Analytical considerations and methods.
For antibiotic susceptibility assays, strains were categorized as either susceptible or resistant (i.e., a combination of those designated either resistant or intermediate). S. aureus and coagulase-negative staphylococci (CNS) were categorized as susceptible or resistant to oxacillin. For the GNB, we categorized the susceptibility profile as resistant if the organism was either resistant or intermediate to ≥1 antibiotic. The proportion of isolates that were antibiotic resistant at baseline versus the end of the year were compared for each bacterial species by using chi-square and Fisher exact tests with SPSS v.10 (SPSS, Inc., Chicago, Ill.).
Given the sparse data regarding triclosan susceptibility testing and the lack of standardized breakpoints, we first examined the distribution of the triclosan MICs for each species and then calculated the 25th, 50th (median), and 75th percentiles. The proportions of isolates that exhibited a triclosan MIC above the median at baseline versus at the end of the year were compared for each bacterial species by using chi-square and Fisher exact tests with SPSS v.10.
Next, using the 75th- and 25th-percentile MICs as a cutoff, the organisms were classified as being associated with a high or low triclosan MIC (i.e., a high MIC ≥ 75% or a low MIC ≤ 25%).

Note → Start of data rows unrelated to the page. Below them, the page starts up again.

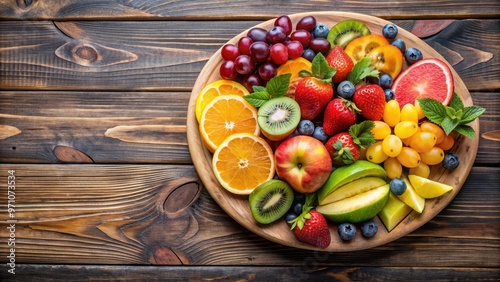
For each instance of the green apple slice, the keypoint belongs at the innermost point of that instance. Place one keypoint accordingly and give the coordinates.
(427, 188)
(411, 198)
(393, 212)
(345, 174)
(355, 187)
(358, 208)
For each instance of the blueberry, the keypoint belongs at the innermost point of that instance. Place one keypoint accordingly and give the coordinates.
(390, 31)
(385, 81)
(369, 228)
(347, 231)
(451, 161)
(345, 89)
(320, 134)
(398, 186)
(413, 55)
(308, 54)
(400, 43)
(321, 31)
(305, 127)
(289, 217)
(389, 95)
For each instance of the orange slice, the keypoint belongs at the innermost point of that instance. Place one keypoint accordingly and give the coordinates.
(243, 162)
(214, 89)
(226, 115)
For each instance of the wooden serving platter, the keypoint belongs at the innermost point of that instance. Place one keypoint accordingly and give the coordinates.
(237, 206)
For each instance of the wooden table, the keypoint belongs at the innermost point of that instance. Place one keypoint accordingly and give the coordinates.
(93, 102)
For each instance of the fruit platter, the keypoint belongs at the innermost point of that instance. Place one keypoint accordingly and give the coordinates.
(331, 131)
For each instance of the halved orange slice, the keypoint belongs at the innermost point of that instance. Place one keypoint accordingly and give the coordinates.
(243, 162)
(226, 115)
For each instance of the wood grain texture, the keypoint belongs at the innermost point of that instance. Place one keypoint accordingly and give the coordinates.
(168, 55)
(139, 9)
(131, 127)
(107, 214)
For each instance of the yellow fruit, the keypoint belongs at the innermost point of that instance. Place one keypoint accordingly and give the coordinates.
(243, 162)
(224, 116)
(427, 188)
(214, 89)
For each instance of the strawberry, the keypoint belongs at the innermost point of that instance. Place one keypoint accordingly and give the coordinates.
(370, 99)
(311, 226)
(345, 147)
(337, 58)
(314, 90)
(339, 115)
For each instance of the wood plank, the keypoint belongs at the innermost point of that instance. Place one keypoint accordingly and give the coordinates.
(101, 9)
(130, 127)
(247, 273)
(168, 56)
(135, 215)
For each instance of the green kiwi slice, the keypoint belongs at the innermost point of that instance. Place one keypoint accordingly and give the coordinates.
(278, 117)
(345, 31)
(270, 201)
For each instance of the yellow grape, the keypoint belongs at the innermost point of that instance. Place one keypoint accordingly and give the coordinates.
(392, 145)
(393, 168)
(405, 129)
(423, 141)
(381, 130)
(392, 113)
(432, 157)
(434, 128)
(408, 157)
(409, 112)
(447, 143)
(375, 154)
(422, 170)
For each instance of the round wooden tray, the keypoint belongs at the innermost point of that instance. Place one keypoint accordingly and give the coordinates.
(237, 206)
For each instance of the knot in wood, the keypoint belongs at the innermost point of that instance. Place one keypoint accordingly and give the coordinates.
(86, 53)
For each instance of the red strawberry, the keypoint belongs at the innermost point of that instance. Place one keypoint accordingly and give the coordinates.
(339, 115)
(345, 147)
(315, 90)
(311, 226)
(370, 99)
(338, 59)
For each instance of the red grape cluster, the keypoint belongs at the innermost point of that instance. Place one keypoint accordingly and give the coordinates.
(257, 56)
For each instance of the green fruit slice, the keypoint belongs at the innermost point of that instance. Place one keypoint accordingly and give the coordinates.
(345, 174)
(358, 208)
(355, 187)
(393, 212)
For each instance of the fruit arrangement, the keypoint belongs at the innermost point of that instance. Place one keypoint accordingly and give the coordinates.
(331, 127)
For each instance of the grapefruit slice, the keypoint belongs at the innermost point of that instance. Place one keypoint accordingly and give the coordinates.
(427, 78)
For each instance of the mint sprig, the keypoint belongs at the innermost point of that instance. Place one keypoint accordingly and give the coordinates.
(362, 70)
(453, 117)
(275, 87)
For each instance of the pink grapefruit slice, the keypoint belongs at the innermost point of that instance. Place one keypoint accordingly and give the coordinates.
(427, 78)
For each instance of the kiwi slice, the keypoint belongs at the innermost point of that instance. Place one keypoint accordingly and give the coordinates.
(278, 117)
(270, 200)
(345, 31)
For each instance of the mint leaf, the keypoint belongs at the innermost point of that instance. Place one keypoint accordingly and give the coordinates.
(278, 85)
(257, 99)
(456, 103)
(434, 110)
(361, 70)
(466, 130)
(471, 113)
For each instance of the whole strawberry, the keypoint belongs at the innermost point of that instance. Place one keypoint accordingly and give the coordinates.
(338, 59)
(311, 226)
(339, 115)
(345, 147)
(370, 99)
(314, 90)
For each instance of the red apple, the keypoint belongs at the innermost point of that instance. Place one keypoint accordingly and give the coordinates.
(303, 162)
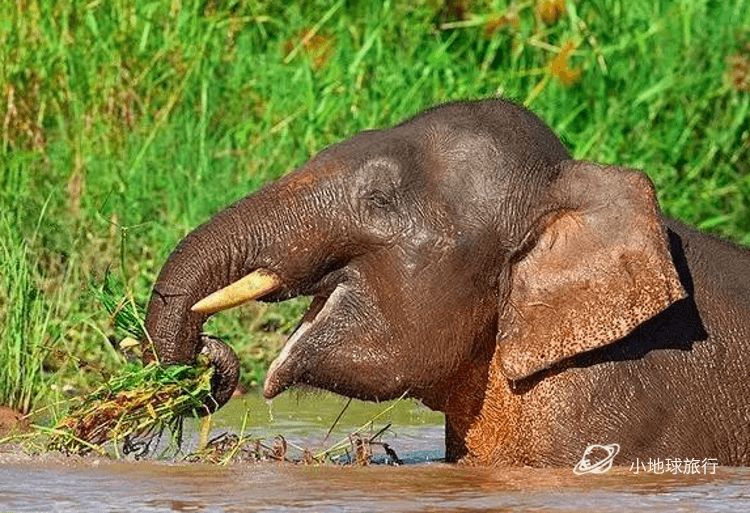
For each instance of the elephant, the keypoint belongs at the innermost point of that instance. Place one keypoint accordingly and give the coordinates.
(464, 259)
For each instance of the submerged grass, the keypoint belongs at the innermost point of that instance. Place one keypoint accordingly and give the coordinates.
(131, 122)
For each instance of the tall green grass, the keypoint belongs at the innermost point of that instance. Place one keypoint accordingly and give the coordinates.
(25, 335)
(139, 119)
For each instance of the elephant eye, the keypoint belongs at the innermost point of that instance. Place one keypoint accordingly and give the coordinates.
(379, 199)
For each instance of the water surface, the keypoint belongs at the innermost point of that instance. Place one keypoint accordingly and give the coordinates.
(55, 483)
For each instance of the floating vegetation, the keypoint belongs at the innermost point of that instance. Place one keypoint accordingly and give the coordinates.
(356, 449)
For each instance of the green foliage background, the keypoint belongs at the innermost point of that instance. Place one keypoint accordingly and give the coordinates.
(125, 124)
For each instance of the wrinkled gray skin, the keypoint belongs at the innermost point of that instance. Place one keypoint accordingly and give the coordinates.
(409, 239)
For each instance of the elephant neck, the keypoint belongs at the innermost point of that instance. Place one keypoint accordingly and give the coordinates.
(486, 423)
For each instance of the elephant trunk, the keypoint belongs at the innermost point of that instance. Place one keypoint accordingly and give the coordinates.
(271, 229)
(209, 258)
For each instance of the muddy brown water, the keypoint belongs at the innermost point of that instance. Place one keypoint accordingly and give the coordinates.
(423, 483)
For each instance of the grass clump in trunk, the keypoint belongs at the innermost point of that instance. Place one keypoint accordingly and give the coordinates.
(133, 410)
(136, 406)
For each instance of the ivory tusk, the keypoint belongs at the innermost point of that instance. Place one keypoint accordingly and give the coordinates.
(256, 284)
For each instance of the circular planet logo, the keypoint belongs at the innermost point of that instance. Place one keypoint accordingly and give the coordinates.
(596, 459)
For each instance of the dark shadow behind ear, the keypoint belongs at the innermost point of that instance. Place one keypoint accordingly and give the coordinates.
(595, 266)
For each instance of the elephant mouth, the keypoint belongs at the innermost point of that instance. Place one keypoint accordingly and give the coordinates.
(287, 368)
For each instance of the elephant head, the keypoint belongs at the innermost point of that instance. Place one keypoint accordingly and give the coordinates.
(461, 237)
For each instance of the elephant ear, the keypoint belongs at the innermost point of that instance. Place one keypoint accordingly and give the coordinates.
(595, 266)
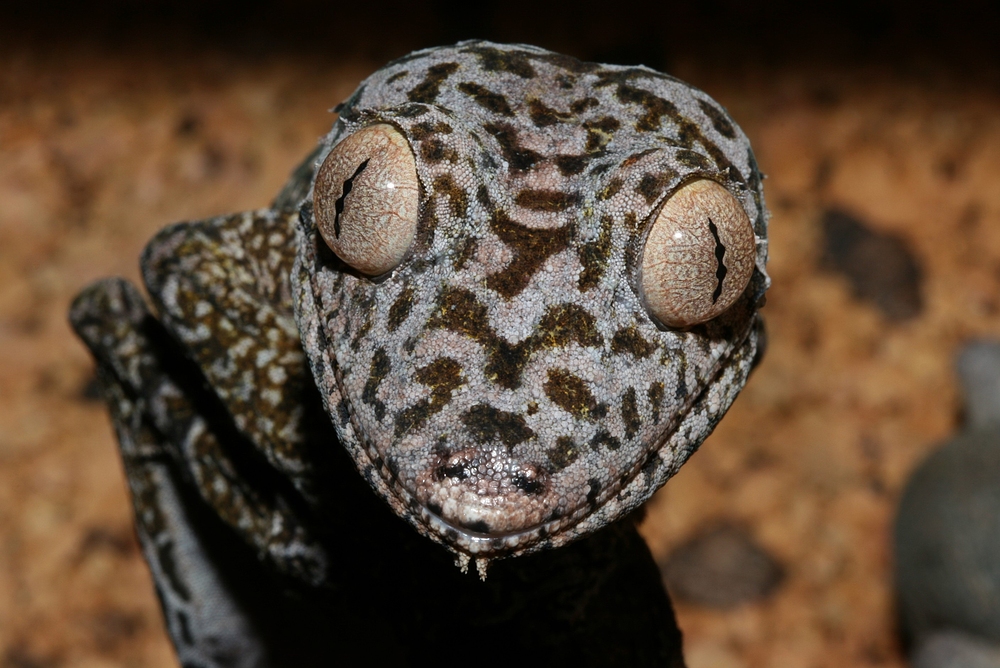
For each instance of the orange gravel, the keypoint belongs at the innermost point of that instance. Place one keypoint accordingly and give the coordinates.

All species were combined to assess whether there was a relationship between high triclosan MICs and antibiotic resistance. Since the median and 25th- and 75th-percentile MICs for the S. aureus isolates at baseline were the same (i.e., the antibiotic MICs for almost all 30 isolates were 2.0 μg/ml), the low susceptibility values were designated as ≤1 μg/ml, reflecting a similar cutoff adopted in earlier literature (5, 40). In addition, there were only five isolates of S. capitis at baseline, and the MICs for all five were the same and so these strains were therefore not included in any further baseline analyses. The analyses were also conducted on the GNB and staphylococci as two separate groups in order to examine whether there were differences by genus and organism type.
Earlier analyses showed that no differences occurred in the total counts or types of organisms when subjects randomized to antibacterial versus nonantibacterial products were compared (19), but significant differences were observed in the types of organisms (GNB and staphylococci) isolated at baseline compared to those isolated at the end of the year, regardless of the randomization status (3). Therefore, all regression analyses were conducted separately at baseline and at the end of the year to accommodate the potential influence on triclosan MICs and antibiotic resistance resulting from species or strain changes over time. Logistic regression models with generalized estimating equations (GEE) were assessed by using STATA SE V.8 (STATA, College Station, Tex.) to adjust for intracluster correlation of organisms isolated within individual hand samples. The odds ratios (OR) or adjusted OR (aOR) and 95% confidence intervals (95%CI) were calculated from the GEE model regression estimates.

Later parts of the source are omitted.